Skidaway Institute scientists cruise Florida’s ‘Big Bend’



“It’s a really exciting place to do oceanography, because you can throw almost any kind of instrument over the side, and it will come up with observations that lead to new science,” said Skidaway Institute scientist Catherine Edwards. A former postdoctoral fellow at Florida State University, Edwards describes her recent research cruise to the little-studied “Big Bend” section of the northeastern Gulf of Mexico.

One of Skidaway Institute’s instrument packages is lowered into the water.

In an effort to extend FSU’s coastal ocean observatory in the Florida Big Bend, Edwards deployed two self-contained bottom-mounted sensors that measure temperature, salinity, currents, and how they vary from the seafloor to the surface.
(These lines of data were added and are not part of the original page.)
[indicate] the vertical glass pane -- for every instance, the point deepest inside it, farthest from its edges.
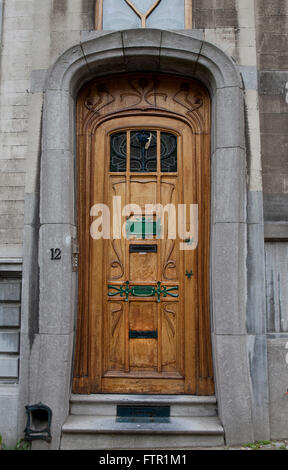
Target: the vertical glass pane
(143, 155)
(168, 152)
(169, 14)
(118, 151)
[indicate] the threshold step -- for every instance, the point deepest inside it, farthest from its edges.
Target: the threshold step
(91, 432)
(180, 405)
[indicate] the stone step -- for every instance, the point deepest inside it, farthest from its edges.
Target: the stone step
(97, 433)
(180, 405)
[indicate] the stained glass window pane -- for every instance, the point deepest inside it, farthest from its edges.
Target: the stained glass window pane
(143, 157)
(168, 152)
(118, 152)
(168, 14)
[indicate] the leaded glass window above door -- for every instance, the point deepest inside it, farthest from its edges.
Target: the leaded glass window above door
(129, 14)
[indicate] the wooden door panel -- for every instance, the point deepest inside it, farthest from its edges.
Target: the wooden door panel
(143, 315)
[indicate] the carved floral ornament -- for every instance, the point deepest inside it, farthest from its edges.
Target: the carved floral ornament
(145, 93)
(152, 6)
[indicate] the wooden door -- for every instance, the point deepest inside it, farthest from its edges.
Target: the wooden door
(143, 320)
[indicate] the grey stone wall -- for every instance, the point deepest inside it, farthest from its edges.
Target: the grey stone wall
(272, 39)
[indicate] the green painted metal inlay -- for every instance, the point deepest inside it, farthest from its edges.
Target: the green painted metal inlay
(143, 227)
(143, 291)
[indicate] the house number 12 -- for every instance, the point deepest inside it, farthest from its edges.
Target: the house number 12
(55, 254)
The sensor packages are moored on the outer shelf to help Edwards and FSU scientists learn more about how the Gulf wind and tidal currents transport material from the shelf edge to the shore. Edwards was assisted by Austin Todd, a graduate student in physical oceanography at Florida State University.

Catherine Edwards with FSU graduate student Austin Todd and one of the instrument packages.
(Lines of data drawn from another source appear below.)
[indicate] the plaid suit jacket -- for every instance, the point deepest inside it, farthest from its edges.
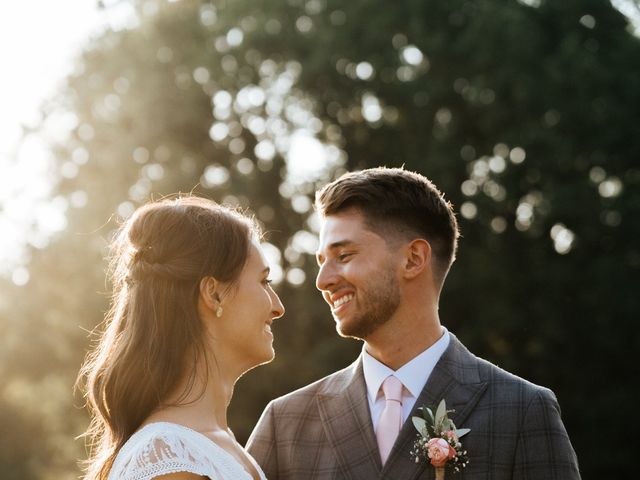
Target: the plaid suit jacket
(323, 431)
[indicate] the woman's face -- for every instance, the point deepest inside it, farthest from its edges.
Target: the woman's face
(243, 331)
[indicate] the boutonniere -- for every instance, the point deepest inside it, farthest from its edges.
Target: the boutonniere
(438, 440)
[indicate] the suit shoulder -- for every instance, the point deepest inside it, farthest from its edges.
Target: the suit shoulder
(511, 384)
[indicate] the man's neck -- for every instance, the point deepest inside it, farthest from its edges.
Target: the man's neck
(397, 347)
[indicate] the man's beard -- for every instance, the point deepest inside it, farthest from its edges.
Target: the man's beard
(377, 300)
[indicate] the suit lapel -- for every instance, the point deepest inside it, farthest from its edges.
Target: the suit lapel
(454, 378)
(344, 412)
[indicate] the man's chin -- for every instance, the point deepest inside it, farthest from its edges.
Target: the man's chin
(350, 330)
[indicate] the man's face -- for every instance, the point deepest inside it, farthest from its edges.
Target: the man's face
(358, 275)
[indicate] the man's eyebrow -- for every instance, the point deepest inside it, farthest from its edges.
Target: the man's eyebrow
(336, 245)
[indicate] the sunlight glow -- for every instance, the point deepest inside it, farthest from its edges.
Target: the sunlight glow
(33, 71)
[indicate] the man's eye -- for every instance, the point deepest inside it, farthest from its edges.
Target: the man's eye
(344, 256)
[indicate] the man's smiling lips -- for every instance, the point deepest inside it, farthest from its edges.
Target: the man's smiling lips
(339, 301)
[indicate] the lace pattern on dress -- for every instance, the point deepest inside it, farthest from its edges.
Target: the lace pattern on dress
(163, 448)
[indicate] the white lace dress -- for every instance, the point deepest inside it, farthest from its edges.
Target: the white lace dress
(162, 448)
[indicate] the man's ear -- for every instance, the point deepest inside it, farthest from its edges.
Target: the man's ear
(417, 258)
(209, 292)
Many fish are spawned at the shelf break, but spend their juvenile stages in the salt marshes and estuaries. Distances of 50 to 75 miles are too far for fish larvae to swim on their own and physical models, by themselves, do not fully explain how larvae are able make the journey.

“Whether you’re tracking fish larvae or oil, the science question is the same,” Edwards said. “We are trying to develop a clearer picture of how the physics and biology interact.”
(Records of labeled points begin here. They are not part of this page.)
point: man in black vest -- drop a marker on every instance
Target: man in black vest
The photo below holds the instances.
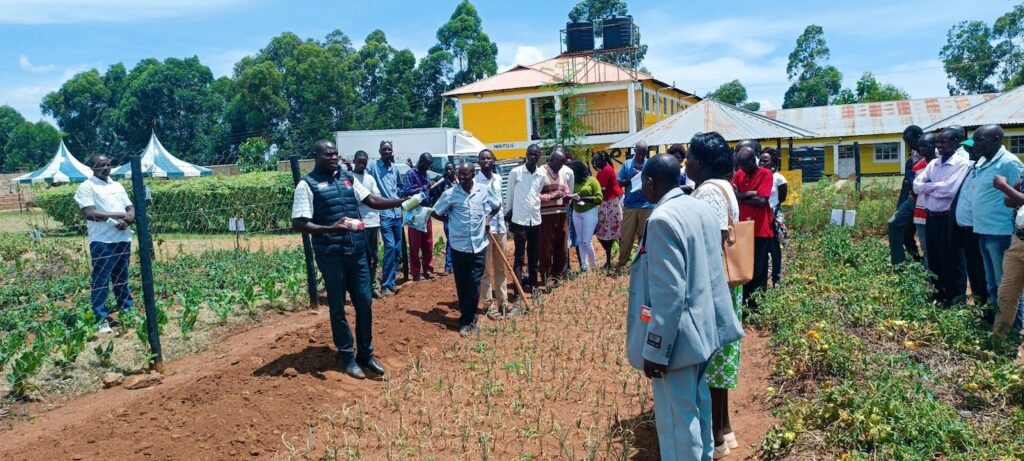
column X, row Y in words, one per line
column 327, row 206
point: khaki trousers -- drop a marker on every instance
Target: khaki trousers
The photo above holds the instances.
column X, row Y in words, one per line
column 1010, row 288
column 495, row 267
column 634, row 223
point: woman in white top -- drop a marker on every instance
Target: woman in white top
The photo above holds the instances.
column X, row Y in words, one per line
column 709, row 164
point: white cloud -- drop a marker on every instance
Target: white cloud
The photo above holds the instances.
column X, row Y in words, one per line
column 64, row 11
column 24, row 61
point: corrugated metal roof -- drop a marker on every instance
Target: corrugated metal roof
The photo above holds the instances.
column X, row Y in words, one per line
column 1007, row 109
column 584, row 70
column 709, row 115
column 876, row 118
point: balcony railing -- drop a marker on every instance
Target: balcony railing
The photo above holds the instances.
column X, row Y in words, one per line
column 609, row 121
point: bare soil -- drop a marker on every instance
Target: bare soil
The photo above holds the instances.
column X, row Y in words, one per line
column 550, row 385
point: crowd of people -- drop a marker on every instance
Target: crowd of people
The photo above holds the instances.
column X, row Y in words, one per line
column 962, row 197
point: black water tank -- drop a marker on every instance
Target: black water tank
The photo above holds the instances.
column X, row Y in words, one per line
column 617, row 32
column 579, row 37
column 810, row 161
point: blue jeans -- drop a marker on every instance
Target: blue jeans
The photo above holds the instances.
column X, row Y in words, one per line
column 348, row 274
column 448, row 250
column 110, row 263
column 992, row 250
column 391, row 237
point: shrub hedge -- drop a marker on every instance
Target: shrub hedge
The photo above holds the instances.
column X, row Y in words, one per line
column 198, row 205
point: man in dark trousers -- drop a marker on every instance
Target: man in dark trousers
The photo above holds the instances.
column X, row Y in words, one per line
column 901, row 228
column 753, row 184
column 327, row 206
column 468, row 208
column 936, row 186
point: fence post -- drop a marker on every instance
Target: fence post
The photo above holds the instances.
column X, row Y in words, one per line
column 145, row 261
column 307, row 246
Edwards does have an idea. Coastal sea breezes shift on- and off-shore between day and night during spawning season in the Gulf of Mexico. The winds push the surface water in one direction, while deeper waters compensate with currents in the opposite direction.

“Fish larvae don’t swim far horizontally, but they do migrate up and down the water column on day-night cycles fundamentally tied to the timing of the solar cycle and thus sea breeze,” Edwards said. “Depending on the larval migration, they may simply shift their position in the water column to ride the diurnal shifts in the current to shore.”

The cruise wasn’t easy to arrange. Edwards had access to the needed instruments, but no money for ship-time, which often runs thousands to tens of thousands of dollars a day for capable oceanographic vessels. She was able to hitch a ride on a NOAA National Marine Fisheries Service (NMFS) vessel that was conducting a twice-annual cruise to studying fish biology throughout the Gulf of Mexico.

“I’m a physicist by training, so I really enjoyed the chance to ‘play biologist’ for the two week leg of the cruise,” she said. “That interaction was really valuable for planning future work with NMFS scientists.”

Edwards set up two sets of instruments very near a NOAA weather buoy. While the weather buoy collects data on the conditions above the surface, Edwards’ instruments will do the same for the conditions in the water column. Since weather conditions often drive water movement, the ability to combine the two data sets will provide valuable information.

Edwards will return in six months to collect her instrument packages and the data they have recorded.